Mi ero ripromessa che non avrei divorato questa terza stagione perché altrimenti sarebbe finita subito. E invece.

Stranger Things” incolla alla sedia e non ti lascia andare finché non hai prosciugato gli episodi. Penso sia la serie TV che più ti rende schiavo del binge watching.

Questi adorabili mocciosi sono tornati e mi erano mancati come non mai. 
Da qua in poi potrebbe esserci qualche piccolo spoiler per chi non avesse mai visto la serie!

Dicevo, eravamo rimasti al ballo della scuola con il Mind Flyer che si stagliava all’orizzonte e ci lasciava presagire che il futuro non ci riservava nulla di buono. 

Ritorniamo ad Hawkins e ci troviamo un nuovissimo centro commerciale, lo “Starcourt Mall” che diventa il luogo di incontro dei nostri adorabili beniamini che hanno un po’ accantonato le partite a D&D e le sbiciclettate nei boschi.
Mike, Will, Lucas, Dustin, Max e Eleven sono infatti inevitabilmente cresciuti. 


Uno dei punti forti di questa stagione che, in effetti, mostra cose trite e ritrite e già viste e straviste, è lo sviluppo delle storie dei ragazzi con i loro problemi di cuore e gli sviluppi di nuove amicizie. La parte sentimentale insomma.

I fili narrativi sono tanti, ma tutti connessi tra loro con grande capacità di scrittura (certo, qualche buco narrativo che fa storcere il naso qua e là c’è, per carità). Resta il fatto che anche questa stagione, nel complesso, funziona. Io l’ho trovata anche più dinamica della seconda.

Il potere e il fascino degli anni ‘80 continuano insormontabili, ineluttabili.

E se ad ogni frame sei praticamente sicuro della piega che prende la storia, rimani comunque felice davanti allo schermo specialmente in quelle scene dove Eleven si prova tutti quei vestiti coloratissimi sulle note di “Material Girl” di Madonna o dove Hopper si scola una bottiglia di Chianti durante una buca clamorosa di Joyce al ristorante.


Quel che funziona di queste storie è l’empatia che si crea fra noi e questi ragazzi che tanto ci ricordano la nostra infanzia fatta di biciclette, giochi da tavolo, gelati al centro commerciale e i primi pomeriggi di shopping con le amiche. 

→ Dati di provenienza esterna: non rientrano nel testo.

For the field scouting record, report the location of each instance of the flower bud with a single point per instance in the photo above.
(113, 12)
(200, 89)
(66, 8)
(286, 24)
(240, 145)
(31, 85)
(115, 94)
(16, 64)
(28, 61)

La parte misteriosa invece lascia un po’ a desiderare in questa stagione: il Mind Flyer è veramente brutto (nel senso che è osceno dai, quella gelatina che sbava e aumenta inglobando le persone) e dei topi che esplodono ne facevamo volentieri a meno. Il Demogorgone era bello al confronto. 

Poi i russi, i campi elettromagnetici, gli ascensori che vanno metri e metri sottoterra...li abbiamo già visti suvvia.

Resta il fatto che la love story fra Mike e Eleven, i capricci di papà Hopper che vuole la porta aperta di 10 cm per controllarli, Joyce che insegna come fare discorsi motivazionali ai figli e Dustin che canta via radio alla sua fidanzatina Suzie conosciuta durante le vacanze sono il vero collante di “Stranger Things”.

Che riesce a farci piangere e ridere, nonostante tutto.



La solita menzione d’onore va fatta a tutto il cast per le doti attoriali, perché se Winona Ryder era una certezza fin dall’inizio, non potevamo di certo sapere che questi ragazzini si sarebbero rivelati così incredibili, specialmente Millie Bobby Brown che a soli 15 anni sparecchia il tavolo di Hollywood. New entry del cast è Maya Hawke (figlia di Ethan Hawke e Uma Thruman) nei panni di Robin, collega di Steve che si rivela un personaggio molto interessante e spero ci regali molto altro nelle nuove stagioni.

Mi fa tremare il pensiero che probabilmente ci saranno altre mille stagioni in balia di un successo che ancora pare inarrestabile. 

Sono consapevole che la qualità e già diminuita e non può che diminuire ancora se si tira troppo per le lunghe. Eppure ne voglio ancora, perché io personalmente non sono ancora pronta a dire addio ad Hawkins.